Logo

No spark

ThisIsNotaStep

New member
I have a 1977 Evinrude 9.9 model 10724A stalled out coasting into the dock and would not restart. It has no spark on either cylinder. Cleaned the plugs as they were badly carbonized. Checked continuity on shut off button, it's ok. Swapped in another power pack still no spark(same part number).
My father's son abused the heck out of it for 40 years and never had any problems. This is at a remote location that I go to on weekend’s only. Where do I go from here?
 
Last edited:
I assume you're saying that, pertaining to the "stop" button, it has continuity ONLY when it is pushed in?

Regardless, remove the spark plugs when checking for spark which should jump a 7/16" air gap with a strong blue lightning like flame... a real SNAP! Note that check spark with the spark plugs is a waste of time.

Spark testers can be bought at any auto parts store... ORE if you have the time, build the following.

(Spark Tester - Home Made)
(J. Reeves)

Most auto part stores have "air gap" spark testers... OR..........

You can use a medium size philips screwdriver (#2 I believe) inserted into the spark plug boot spring connector, then hold the screwdriver shank approximately 7/16" away from the block to check the spark or build the following:

A spark tester can be made with a piece of 1x4 or 1x6, drive a few finishing nails through it, then bend the pointed ends at a right angle. You can then adjust the gap by simply twisting the nail(s). Solder a spark plug wire to one which you can connect to the spark plug boots, and a ground wire of some kind to the other to connect to the powerhead somewhere. Use small alligator clips on the other end of the wires to connect to ground and to the spark plug connector that exists inside of the rubber plug boot.
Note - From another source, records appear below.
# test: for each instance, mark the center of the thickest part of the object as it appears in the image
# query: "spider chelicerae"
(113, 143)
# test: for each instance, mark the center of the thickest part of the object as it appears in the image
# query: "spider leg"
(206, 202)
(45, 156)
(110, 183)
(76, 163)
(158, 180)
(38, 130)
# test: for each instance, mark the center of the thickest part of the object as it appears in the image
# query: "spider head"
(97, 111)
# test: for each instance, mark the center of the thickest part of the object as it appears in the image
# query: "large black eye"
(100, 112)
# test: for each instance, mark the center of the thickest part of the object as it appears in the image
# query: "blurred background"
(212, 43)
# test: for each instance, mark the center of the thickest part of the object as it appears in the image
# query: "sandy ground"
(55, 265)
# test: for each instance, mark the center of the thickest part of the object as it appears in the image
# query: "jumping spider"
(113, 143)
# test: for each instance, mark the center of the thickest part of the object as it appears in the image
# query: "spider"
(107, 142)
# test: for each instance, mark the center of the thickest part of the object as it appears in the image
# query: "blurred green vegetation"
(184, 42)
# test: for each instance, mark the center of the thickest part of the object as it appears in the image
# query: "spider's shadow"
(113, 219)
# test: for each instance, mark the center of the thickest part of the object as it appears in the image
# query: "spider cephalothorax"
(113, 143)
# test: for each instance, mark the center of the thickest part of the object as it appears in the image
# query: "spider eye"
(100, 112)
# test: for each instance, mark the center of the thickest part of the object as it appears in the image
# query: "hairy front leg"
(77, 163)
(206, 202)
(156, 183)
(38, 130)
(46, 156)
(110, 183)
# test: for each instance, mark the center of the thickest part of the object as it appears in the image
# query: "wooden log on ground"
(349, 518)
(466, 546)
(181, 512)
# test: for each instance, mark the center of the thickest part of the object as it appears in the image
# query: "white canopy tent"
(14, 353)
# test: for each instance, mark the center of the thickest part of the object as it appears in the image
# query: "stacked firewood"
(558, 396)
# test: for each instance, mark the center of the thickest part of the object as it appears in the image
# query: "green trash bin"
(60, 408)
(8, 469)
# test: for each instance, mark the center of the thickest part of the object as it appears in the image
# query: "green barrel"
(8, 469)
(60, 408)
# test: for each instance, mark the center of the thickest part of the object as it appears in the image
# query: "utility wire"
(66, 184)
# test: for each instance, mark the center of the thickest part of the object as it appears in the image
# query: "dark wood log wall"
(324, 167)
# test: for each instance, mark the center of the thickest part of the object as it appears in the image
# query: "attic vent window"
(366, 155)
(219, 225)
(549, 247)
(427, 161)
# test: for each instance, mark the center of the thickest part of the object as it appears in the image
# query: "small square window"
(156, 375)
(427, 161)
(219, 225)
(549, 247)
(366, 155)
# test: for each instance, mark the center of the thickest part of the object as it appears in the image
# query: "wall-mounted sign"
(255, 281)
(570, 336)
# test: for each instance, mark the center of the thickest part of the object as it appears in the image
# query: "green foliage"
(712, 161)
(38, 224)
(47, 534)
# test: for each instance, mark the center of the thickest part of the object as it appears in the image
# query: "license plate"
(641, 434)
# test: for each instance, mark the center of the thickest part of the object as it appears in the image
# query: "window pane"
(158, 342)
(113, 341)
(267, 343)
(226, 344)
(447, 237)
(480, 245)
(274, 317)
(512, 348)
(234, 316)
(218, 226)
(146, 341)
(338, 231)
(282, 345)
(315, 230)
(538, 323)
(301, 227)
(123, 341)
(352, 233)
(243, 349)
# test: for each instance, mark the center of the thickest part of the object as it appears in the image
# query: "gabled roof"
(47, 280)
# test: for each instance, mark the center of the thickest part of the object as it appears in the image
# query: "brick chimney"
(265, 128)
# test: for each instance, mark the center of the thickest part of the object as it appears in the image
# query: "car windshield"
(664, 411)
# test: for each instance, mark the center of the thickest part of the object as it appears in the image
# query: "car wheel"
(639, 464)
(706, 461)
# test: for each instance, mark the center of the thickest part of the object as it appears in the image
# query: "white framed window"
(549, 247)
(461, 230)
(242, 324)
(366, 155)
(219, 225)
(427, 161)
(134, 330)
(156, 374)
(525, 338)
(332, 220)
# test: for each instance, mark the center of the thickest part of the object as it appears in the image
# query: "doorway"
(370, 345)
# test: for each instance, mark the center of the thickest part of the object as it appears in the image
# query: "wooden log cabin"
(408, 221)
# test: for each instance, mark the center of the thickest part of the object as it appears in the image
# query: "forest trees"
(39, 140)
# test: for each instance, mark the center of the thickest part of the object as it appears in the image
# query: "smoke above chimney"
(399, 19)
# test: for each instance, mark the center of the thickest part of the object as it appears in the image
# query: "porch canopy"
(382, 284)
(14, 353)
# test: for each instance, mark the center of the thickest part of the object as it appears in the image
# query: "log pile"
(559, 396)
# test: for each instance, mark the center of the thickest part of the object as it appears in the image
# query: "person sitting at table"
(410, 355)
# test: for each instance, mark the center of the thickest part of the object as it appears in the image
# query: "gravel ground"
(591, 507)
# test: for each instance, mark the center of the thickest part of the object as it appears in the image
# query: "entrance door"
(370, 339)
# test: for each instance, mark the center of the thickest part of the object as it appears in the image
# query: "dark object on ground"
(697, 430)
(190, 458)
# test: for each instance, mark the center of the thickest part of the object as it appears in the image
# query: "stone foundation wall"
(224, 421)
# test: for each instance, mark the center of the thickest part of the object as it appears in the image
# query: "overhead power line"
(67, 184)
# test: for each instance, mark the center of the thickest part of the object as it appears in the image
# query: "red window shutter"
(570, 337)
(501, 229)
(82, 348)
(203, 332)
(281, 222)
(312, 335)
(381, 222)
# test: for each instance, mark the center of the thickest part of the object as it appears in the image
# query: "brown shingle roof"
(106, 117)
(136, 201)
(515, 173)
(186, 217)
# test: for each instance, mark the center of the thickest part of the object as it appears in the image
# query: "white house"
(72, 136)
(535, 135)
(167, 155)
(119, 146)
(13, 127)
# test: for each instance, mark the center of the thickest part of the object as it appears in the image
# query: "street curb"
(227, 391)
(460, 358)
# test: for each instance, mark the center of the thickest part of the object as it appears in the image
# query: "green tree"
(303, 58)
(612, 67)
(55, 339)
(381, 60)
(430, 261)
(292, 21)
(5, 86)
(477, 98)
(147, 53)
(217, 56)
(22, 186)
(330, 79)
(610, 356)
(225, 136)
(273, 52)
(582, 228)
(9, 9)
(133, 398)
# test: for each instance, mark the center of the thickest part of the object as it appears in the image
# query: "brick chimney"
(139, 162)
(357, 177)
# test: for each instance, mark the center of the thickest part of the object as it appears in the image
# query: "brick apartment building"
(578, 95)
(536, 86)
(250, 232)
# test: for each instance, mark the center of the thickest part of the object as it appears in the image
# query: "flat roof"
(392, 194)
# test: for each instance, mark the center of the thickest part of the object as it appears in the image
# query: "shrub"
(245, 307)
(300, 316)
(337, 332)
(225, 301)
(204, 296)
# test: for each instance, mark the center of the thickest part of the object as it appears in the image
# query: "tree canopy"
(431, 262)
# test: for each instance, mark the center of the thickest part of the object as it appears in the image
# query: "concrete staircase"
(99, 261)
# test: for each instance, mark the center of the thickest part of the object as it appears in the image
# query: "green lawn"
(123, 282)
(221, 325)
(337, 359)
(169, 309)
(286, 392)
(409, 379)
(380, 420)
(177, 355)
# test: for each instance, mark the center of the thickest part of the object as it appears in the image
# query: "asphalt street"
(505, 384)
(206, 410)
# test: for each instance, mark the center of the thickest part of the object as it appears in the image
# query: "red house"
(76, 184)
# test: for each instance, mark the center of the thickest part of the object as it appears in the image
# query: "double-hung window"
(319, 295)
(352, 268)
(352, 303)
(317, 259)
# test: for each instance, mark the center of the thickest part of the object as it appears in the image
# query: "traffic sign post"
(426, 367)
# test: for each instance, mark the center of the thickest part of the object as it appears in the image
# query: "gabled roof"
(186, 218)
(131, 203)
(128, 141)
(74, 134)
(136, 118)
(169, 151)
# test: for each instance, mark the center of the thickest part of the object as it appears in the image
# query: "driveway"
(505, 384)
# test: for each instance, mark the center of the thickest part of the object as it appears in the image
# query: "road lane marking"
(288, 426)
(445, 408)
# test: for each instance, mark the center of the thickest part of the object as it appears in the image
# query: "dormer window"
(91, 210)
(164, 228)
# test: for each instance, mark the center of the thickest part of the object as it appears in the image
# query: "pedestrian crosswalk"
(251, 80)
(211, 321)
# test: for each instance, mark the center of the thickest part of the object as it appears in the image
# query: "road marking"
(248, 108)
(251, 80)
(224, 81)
Using the above, one could easily build a spark tester whereas they could connect 2, 4, 6, or 8 cylinders all at one time. The ground nail being straight up, the others being bent, aimed at the ground nail. A typical 4 cylinder tester follows:

..........X1..........X2

.................X..(grd)

..........X3..........X4
***************

The wire that leads from the power-pack to that stop button... disconnect it temporarily. If still no spark, are you absolutely sure that the replaced power-pack is okay? Yes, even new ones have been know to fail sitting on the shelf!

Check the readings of the stator as per your service manual.
 
Sorry, and correct, the button only has continuity when pushed, it is operating correctly.
Not using a spark tester .. there is no spark in either cylinder.
I will try another power pack that I know is good.
The operators manual says nothing about the stator, how do I test it?
 
Stator test.... Sorry, I don't have the 1977 service manual so I don't know the exact readings. However......... pulling from memory and checking my 1979 manual, the ohm reading is 575 ohms +/- 75 ohms.

There are usually two wires leading from the stator to the powerpack, normally a Brown one and a Brown/Yellow one. Those two are the ones that energize the pack/s capacitor. You should get a ohm reading (unknown) between those two.... and NO reading between either of them and ground.

Also... visualize the stator closely if the new good known powerpack doesn't cure the problem. If a sticky looking substance should be dripping from it down on the powerhead area, replace it regardless of whatever reading you might obtain as that leakage would result in a AC voltage drop to the pack's capacitor.
 
Last edited:
Okay, thanks, ..

1) I will try a known working power pack,
2) then check the stator wires at the power pack,
3) then pull the flywheel and verify the stators condition.

I'll let you know Tuesday after our Cdn thanksgiving long weekend what happened ..
 
Well I checked the stator wires and there was no continuity :( ..
Thanks for the help, in future, where is a good place to find shop manuals for older evinrudes?
 
Wait a minute, my motor, model 10724A, does not have a stator, no electric start/alternator so it is a charge coil that is bad, I checked the brown and brown with yellow stripe wires....
 
Wait a minute, my motor, model 10724A, does not have a stator, no electric start/alternator so it is a charge coil that is bad, I checked the brown and brown with yellow stripe wires....

Yes... Charge Coil..... Same color wires which should emit a reading if good. Same unit function, smaller, different name. My apologies for not catching that.
 
kimcrwbr1 .. You jinxed me!
The standard lift the motor by the flywheel and tap on the top of the crank ain't budging it. Other than a flywheel puller, anyother methods, heat? If not I'm off to princess auto to get a puller.